December 22, 2009Chinaclimate changeEconomyenvironmentForeign Affairsglobal economyIndiaPublic PolicyUnited NationsUnited States

Copenhagen gains

No deal is a good deal, but the real deal is geopolitical

This is an archived blog post from The Acorn.

Back in October 2007, this blog had argued that because it requires unprecedented international co-operation at a time of geopolitical flux…we can’t expect meaningful international co-operation on tacking climate change”. Instead the immediate ray of hope is unilateral domestic action: states may be compelled to adopt sustainable environmental policies driven by a largely domestic cost-benefit analysis.”

This in the end, is what happened at the Copenhagen summit (see Saubhik Chakrabarti’s op-ed). That’s just as well, because it is not in India’s interests at this stage to be straitjacketed by an international treaty binding it not merely to carbon emission targets, but also to accept measurement and verification systems that would allow some unaccountable UN body to sit in judgement over India’s policies.

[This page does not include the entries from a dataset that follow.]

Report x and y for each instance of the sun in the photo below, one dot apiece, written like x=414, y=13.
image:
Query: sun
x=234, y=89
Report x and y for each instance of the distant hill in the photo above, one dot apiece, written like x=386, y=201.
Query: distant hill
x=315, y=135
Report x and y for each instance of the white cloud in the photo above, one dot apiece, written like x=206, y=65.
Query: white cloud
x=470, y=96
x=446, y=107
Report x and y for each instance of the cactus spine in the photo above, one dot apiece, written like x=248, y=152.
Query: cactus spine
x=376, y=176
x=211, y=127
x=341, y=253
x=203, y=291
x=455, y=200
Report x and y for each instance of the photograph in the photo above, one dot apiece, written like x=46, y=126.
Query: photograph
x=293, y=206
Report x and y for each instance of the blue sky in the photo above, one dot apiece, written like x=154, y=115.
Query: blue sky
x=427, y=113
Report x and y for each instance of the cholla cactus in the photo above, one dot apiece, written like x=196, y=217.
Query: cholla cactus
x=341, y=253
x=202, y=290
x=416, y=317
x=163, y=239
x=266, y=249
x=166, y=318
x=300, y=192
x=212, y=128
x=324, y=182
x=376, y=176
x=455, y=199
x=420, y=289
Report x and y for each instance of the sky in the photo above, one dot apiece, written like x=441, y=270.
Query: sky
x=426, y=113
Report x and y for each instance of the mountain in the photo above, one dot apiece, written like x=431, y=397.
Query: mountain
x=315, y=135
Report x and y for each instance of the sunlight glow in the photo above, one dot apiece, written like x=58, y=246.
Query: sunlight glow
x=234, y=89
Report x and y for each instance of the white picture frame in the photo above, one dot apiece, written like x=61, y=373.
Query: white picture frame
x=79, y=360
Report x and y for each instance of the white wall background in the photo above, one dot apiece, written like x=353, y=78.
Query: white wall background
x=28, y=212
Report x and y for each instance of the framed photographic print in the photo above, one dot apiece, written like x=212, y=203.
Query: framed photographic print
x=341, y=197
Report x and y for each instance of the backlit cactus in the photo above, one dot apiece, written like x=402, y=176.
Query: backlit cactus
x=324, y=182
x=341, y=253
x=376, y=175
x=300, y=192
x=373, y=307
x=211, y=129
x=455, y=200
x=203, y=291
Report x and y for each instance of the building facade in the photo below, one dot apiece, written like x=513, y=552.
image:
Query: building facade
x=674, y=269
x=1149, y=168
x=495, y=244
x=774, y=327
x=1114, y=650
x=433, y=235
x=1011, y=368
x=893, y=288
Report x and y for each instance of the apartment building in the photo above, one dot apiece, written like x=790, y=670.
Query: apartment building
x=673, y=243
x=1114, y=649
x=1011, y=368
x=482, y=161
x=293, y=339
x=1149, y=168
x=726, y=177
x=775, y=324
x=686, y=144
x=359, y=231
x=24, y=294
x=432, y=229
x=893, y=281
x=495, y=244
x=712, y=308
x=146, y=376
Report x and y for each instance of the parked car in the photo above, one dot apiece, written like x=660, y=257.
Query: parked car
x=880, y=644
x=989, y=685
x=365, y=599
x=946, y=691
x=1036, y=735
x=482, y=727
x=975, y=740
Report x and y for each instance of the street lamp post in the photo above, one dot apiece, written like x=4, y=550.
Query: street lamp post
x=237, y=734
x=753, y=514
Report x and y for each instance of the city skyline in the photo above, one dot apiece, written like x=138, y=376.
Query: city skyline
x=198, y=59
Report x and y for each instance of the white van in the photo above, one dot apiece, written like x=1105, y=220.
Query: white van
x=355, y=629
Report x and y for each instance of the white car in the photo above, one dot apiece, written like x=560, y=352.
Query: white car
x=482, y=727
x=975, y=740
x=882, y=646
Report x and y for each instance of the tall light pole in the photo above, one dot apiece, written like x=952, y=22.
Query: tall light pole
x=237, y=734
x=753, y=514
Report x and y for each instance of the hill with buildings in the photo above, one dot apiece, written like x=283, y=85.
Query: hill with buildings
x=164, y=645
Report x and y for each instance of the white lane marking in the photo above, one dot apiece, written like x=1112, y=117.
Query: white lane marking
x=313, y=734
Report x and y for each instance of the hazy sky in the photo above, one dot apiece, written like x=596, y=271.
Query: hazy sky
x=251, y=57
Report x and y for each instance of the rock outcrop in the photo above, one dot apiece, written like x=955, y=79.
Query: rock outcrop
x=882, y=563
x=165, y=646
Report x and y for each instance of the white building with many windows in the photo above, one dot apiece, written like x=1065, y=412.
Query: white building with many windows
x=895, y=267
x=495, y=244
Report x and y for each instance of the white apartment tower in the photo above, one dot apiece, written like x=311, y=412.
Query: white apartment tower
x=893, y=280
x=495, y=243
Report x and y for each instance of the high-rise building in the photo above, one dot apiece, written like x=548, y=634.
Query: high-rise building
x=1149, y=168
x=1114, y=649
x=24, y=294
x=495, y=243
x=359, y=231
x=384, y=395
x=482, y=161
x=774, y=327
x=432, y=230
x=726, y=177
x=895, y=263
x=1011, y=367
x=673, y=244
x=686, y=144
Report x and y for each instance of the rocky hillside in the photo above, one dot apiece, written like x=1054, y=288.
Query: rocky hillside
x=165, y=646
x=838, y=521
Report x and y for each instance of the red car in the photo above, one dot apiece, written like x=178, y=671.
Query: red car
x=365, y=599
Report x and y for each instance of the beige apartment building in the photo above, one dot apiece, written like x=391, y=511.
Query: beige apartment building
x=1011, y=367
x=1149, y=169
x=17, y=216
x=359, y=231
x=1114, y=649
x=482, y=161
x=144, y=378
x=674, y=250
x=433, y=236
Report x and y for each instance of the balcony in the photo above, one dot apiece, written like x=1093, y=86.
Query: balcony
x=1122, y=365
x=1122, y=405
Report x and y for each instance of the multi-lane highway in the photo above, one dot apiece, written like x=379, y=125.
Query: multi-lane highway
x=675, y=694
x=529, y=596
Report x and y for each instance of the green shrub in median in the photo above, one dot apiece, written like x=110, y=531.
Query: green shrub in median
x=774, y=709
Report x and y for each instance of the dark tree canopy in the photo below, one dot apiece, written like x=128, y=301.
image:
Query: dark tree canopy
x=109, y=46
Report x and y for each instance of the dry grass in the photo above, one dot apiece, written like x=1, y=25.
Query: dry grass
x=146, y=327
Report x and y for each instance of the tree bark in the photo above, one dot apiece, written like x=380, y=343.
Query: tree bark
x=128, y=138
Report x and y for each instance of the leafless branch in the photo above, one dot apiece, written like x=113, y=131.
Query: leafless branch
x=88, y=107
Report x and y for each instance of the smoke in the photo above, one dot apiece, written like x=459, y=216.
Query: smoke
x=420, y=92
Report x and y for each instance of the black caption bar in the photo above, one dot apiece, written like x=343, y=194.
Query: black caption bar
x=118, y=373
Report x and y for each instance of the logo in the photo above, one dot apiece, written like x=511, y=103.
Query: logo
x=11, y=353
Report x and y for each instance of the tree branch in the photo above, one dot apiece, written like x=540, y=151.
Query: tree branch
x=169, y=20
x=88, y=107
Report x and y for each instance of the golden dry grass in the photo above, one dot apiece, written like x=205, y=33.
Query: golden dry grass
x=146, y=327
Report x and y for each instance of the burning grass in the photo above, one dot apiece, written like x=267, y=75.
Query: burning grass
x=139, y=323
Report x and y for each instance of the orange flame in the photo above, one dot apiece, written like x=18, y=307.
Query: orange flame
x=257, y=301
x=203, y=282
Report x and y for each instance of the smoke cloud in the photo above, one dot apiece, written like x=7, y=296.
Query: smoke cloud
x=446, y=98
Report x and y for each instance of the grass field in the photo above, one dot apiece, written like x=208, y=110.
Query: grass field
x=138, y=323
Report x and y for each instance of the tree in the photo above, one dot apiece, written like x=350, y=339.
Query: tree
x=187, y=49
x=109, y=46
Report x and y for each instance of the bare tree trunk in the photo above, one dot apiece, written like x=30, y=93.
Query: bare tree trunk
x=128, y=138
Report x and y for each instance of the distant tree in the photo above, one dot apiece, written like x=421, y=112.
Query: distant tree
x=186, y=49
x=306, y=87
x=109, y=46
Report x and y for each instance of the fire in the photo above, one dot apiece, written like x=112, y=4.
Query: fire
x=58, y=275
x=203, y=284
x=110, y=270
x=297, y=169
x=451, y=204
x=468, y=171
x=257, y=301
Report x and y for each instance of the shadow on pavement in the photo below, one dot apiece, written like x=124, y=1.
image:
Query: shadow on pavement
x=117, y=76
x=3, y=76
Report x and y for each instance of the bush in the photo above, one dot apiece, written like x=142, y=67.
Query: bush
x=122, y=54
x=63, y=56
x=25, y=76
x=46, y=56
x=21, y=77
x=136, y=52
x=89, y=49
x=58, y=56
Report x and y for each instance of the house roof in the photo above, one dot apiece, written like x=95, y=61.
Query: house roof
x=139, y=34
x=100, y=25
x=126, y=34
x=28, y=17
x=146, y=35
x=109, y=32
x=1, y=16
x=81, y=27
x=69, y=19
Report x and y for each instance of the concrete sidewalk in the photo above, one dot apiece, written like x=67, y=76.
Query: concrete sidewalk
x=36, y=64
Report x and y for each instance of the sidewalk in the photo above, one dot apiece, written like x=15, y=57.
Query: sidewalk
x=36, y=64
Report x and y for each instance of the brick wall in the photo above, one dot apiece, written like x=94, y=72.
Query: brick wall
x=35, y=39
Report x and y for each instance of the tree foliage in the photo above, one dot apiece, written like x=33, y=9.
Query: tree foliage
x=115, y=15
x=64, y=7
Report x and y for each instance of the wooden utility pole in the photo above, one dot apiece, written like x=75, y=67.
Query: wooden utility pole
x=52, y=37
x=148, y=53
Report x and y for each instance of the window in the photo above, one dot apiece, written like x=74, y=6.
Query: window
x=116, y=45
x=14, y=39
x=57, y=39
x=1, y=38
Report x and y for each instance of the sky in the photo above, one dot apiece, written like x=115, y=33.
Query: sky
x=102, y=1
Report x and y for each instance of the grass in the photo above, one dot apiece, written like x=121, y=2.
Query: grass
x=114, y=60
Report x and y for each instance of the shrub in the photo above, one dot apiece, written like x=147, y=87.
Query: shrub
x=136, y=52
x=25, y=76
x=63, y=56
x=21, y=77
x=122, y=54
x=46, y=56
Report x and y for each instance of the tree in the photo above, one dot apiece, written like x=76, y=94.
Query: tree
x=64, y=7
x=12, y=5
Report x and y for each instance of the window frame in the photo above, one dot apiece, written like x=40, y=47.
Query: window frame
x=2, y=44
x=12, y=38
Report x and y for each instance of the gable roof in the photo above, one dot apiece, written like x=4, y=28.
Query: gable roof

But the real gains were geopolitical—neither the United States nor China could have their way without India’s support. This fact was neither lost on the United States nor on China. The European Union is likely to realise it as soon as it recovers from its shock and sulk. Copenhagen, more than the G-20 summit earlier this year, provides an indication on how geopolitical decisions of the first half of the twenty-first century are likely to be made. If the UN system can accomodate the shift in geopolitical power, then those decisions are more likely to be made under the UN framework. If it cannot, the UN system will have to contend with faits accompli, much like the one in Copenhagen.

It would be dangerous for India to take this shift for granted—but despite the immensity of its national challenges, it must understand the strength of its own position in the international system and play its cards accordingly. Given the pace of the geopolitical shifts, it is imperative for India to strengthen and reform its diplomatic corps. In his interview with Pragati, Shashi Tharoor suggested that the government has approved an expansion of the foreign service and the implementation is in the hands of the civil service. Well, it had better hurry.